The physical world is the most linear of all reality. It is the slowest to change without brute force. And yet the change is constant and consistent. You would not know the world is spinning at 795 miles per hour here in Lexington, Kentucky. Did you know the Earth spins at the equator at 1,040 miles per hour and at exactly 0 miles per hour at the North and South Pole! I wonder if a person can feel the difference between the world spinning and not spinning. I doubt it. We are so small we can barely notice anything. And yet it is all happening all the the time. Like the movie title of that film that won best picture at the Oscars in 2023; Everything Everywhere All At Once.
So my stomach spins when I lose my faith and acknowledge that all of my core beliefs are in fact fictional. I hurl from the awareness and the blood vessel in the corner of my left eye can’t take the pressure and decides to explode and I am not even aware!

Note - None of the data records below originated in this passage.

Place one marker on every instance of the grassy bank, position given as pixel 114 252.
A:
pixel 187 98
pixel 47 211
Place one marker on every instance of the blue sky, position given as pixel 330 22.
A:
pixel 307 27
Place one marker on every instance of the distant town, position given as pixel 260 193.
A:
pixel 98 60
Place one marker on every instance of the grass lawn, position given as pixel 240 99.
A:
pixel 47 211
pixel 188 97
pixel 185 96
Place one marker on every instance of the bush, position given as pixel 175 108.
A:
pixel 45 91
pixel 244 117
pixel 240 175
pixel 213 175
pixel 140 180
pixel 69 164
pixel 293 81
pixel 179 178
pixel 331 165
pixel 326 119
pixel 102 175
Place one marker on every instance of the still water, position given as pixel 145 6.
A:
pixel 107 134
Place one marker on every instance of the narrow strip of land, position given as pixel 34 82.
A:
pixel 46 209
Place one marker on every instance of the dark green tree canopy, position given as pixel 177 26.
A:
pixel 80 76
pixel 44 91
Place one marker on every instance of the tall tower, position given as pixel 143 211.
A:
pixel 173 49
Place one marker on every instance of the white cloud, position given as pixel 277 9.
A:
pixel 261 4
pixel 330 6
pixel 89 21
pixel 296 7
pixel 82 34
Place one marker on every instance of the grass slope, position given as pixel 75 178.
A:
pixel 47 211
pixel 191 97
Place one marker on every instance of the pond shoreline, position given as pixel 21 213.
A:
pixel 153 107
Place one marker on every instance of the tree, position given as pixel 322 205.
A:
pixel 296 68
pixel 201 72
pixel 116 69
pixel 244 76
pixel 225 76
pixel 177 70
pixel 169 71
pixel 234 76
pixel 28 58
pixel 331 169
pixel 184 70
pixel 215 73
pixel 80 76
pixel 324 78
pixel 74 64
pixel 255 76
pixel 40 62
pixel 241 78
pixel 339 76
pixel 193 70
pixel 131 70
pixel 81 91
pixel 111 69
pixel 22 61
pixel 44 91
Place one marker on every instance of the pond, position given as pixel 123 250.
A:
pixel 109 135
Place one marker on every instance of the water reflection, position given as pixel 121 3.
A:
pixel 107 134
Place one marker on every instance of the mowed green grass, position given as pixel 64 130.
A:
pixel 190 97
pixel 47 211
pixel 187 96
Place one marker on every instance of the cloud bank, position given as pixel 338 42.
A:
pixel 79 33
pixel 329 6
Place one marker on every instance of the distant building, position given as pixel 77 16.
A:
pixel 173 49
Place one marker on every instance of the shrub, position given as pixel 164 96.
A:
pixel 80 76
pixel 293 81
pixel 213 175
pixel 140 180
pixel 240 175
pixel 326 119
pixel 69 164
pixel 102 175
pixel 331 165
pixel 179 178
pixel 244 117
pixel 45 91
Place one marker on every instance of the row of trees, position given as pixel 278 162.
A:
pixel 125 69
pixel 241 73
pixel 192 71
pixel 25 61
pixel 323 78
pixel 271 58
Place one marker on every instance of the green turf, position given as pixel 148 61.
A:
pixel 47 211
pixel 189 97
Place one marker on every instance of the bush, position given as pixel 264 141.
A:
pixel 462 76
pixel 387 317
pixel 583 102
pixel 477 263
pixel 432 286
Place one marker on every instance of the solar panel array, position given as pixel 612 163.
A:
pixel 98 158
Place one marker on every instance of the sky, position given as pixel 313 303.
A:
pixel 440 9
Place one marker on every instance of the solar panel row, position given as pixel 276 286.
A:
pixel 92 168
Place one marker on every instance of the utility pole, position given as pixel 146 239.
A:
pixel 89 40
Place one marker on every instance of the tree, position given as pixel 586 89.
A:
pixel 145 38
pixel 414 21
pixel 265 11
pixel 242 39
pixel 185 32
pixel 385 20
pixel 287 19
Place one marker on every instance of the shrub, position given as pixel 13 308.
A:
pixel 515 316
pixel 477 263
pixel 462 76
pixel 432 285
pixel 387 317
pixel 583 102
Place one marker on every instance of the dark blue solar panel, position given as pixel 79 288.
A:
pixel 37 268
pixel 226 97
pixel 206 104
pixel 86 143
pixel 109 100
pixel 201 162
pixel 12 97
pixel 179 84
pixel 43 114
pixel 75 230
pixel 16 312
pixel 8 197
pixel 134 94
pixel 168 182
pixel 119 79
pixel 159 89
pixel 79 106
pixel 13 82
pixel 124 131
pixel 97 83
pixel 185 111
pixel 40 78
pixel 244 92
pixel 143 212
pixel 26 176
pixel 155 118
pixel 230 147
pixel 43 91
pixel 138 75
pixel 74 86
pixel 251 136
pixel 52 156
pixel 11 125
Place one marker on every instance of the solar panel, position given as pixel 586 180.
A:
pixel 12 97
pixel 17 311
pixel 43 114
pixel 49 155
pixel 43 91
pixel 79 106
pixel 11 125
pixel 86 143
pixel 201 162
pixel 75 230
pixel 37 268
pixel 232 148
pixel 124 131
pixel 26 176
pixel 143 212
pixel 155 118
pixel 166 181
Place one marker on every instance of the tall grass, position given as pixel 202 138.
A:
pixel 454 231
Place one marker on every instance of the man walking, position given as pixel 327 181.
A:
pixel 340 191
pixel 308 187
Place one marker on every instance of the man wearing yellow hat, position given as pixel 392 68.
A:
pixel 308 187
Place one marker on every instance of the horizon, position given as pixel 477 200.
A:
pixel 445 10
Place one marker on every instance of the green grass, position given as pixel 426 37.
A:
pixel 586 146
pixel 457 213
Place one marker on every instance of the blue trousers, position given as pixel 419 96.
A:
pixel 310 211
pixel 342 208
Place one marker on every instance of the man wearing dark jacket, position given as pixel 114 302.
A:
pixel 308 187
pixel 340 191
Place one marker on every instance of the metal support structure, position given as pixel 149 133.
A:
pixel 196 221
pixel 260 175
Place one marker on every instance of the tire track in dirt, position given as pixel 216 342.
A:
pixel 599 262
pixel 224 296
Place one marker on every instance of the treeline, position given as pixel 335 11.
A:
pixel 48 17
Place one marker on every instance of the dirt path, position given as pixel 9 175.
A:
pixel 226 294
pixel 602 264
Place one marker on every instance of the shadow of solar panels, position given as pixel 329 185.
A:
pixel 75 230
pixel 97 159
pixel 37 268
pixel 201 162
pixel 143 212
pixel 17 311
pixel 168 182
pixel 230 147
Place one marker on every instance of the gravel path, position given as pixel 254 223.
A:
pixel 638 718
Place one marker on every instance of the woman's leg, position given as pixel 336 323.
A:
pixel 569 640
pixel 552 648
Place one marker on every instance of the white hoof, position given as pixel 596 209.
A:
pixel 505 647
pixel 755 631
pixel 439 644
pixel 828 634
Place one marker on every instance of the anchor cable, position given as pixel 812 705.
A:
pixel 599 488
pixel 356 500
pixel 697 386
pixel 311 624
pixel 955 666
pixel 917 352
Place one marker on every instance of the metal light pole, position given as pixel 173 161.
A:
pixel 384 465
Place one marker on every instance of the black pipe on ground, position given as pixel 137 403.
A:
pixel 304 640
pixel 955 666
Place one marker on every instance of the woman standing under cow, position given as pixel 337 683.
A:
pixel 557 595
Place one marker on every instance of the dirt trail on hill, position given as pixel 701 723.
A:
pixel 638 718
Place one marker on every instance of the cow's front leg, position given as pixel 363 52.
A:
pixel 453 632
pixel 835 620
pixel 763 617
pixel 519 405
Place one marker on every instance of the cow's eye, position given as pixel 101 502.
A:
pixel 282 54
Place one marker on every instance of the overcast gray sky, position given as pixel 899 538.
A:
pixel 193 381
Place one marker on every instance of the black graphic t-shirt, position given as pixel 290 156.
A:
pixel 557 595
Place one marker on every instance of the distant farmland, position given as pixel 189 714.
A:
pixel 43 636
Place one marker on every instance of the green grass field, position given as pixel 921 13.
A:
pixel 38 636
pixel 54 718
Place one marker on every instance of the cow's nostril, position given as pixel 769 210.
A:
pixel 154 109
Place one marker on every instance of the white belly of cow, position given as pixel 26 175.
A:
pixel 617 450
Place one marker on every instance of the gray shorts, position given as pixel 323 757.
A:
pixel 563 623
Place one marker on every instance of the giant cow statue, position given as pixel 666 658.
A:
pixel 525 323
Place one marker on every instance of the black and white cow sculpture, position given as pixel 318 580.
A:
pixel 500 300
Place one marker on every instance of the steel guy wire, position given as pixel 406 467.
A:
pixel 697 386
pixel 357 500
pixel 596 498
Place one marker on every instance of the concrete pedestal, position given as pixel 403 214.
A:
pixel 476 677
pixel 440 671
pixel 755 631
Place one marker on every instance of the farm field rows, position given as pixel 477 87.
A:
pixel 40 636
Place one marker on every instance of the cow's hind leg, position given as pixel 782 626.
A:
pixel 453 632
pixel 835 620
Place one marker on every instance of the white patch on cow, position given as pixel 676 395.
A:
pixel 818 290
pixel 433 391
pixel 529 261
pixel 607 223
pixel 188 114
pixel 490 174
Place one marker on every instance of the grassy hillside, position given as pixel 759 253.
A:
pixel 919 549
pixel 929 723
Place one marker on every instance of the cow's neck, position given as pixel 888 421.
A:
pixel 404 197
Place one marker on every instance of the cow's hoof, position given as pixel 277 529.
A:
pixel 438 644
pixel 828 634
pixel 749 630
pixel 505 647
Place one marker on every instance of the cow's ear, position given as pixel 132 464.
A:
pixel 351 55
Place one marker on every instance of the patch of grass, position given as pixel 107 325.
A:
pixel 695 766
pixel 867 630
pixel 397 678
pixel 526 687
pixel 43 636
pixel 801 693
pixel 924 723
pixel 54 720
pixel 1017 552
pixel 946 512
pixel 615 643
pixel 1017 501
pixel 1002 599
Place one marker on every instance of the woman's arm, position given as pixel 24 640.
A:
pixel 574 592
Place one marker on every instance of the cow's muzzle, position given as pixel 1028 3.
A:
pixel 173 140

I get so upset at madness. I disdain the madness in me and in others. I want order. I want predictability and understanding. This is the way of fascism. My body is an aspiring fascist. And yet the madness of my mind saves me once again from the tyranny of the lust of such comfort in predicable familiarity. So I indulge my madness and play with the absurdity of all things all the time. Yes I do trust in science and use it to spring myself into the air of the inevitable as I pretend I can fly while I am simply laying in this bed across the hall from my widowed aging mother and down the hall from the spot where my father died. I am in transition. I am in between. I am so old that I am actually growing younger. I have passed the point of peak sanity and now get to return to the delights of the playful imagination. I get to indulge my madness because I am both old enough and young enough to accept the absurdity of this existence. I yawn and a single tear slides down my cheek. My stomach feels off still and I wonder if I will be able to sleep tonight.
Tomorrow is another day of facing how much things have changed and stayed the same all at the same time. My daughter and I will visit family members I have known my entire life and she will ask them about their experience as an Arab American and what it was like to grow up and be a part of the Dawahare family. I will be with her to facilitate the meetings and to observe. I will pay attention to myself, to her and to them. And hopefully if I am lucky I will catch a glimpse of who I was, who I am and who I am becoming.



I often feel that madness is sanity and visa versa. I too am so old that I am young. We spin.